In this sense, we have always wondered why the Government in Charge and the G4 parties that support it, never appointed a Military High Command with high ranking officers (who exist and are in exile), deeply knowledgeable of the military problem, capable of designing an institutional rescue strategy to address the many concerns that still exist within the military ranks. This is an eminently civilian -and crucial- step with implications deep within the Armed Forces, and it is something that can be done right now.
However, the political motivations of many existing dinosaurs in the political parties of the 2015 National Assembly have consistently prevented this. They are terrified that something different from them, which they cannot control, may hinder their ambitions for power. They prefer the continuity of the disaster of Castro-Chavismo-Madurism that is affecting the Venezuelan people right now -not by 2024- in hunger and destruction, betting on elections that will never bring them to power, in their absurd desire to coexist with the regime. It must not be forgotten either that many of those who now sit in that National Assembly of 2015 talking about "democracy and freedom", and impede any strategic action for recovery, were accomplices of the conspiracy against President Carlos Andres Perez and indirectly responsible for the creation of the spawn Chavez, destroyer of the Armed Forces.
What is happening there is not only the responsibility of the Armed Forces. Not in vain the military saying that there would be no incentive for the uniformed officers to leave the regime if the result ends up being to hand over power to individuals worse in corruption and values than those in Miraflores. A much deeper and less superficial analysis must be made about the real reasons why this institution is self-flagellating by letting its worst criminals lead it.
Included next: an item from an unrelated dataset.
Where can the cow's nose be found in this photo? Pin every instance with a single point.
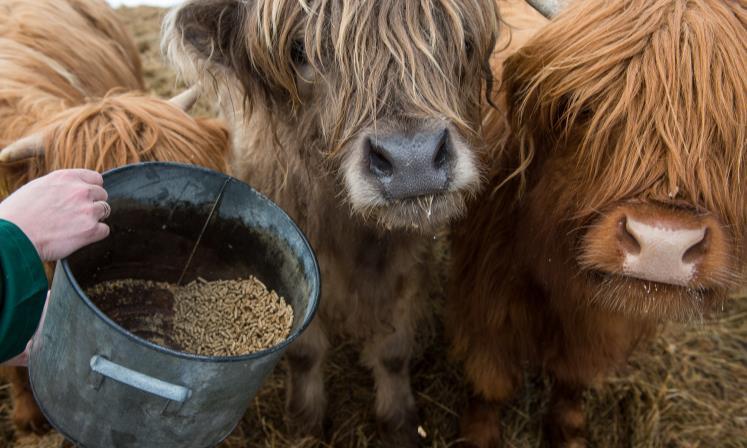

It is not enough reason to wield the corruption of the High Command when there are honest middle and high officers, starving like the rest of the Venezuelans.
This in itself represents a much greater calamity than the known destruction of the entire institutionality of the Armed Forces and of the country: that something could be done so that the military can comply with their oath and it is not done. That we continue blaming the military felons, without going deeper into the problem, and without saying a word of encouragement to those who did comply and are imprisoned and tortured; without a condolence to the families of the military who have been murdered in the dungeons of the regime for having fulfilled their part of the deal. If we do that, maybe, just maybe, at some point we will have back the Armed Forces to defend and rescue the country. That is precisely what should be done from now on.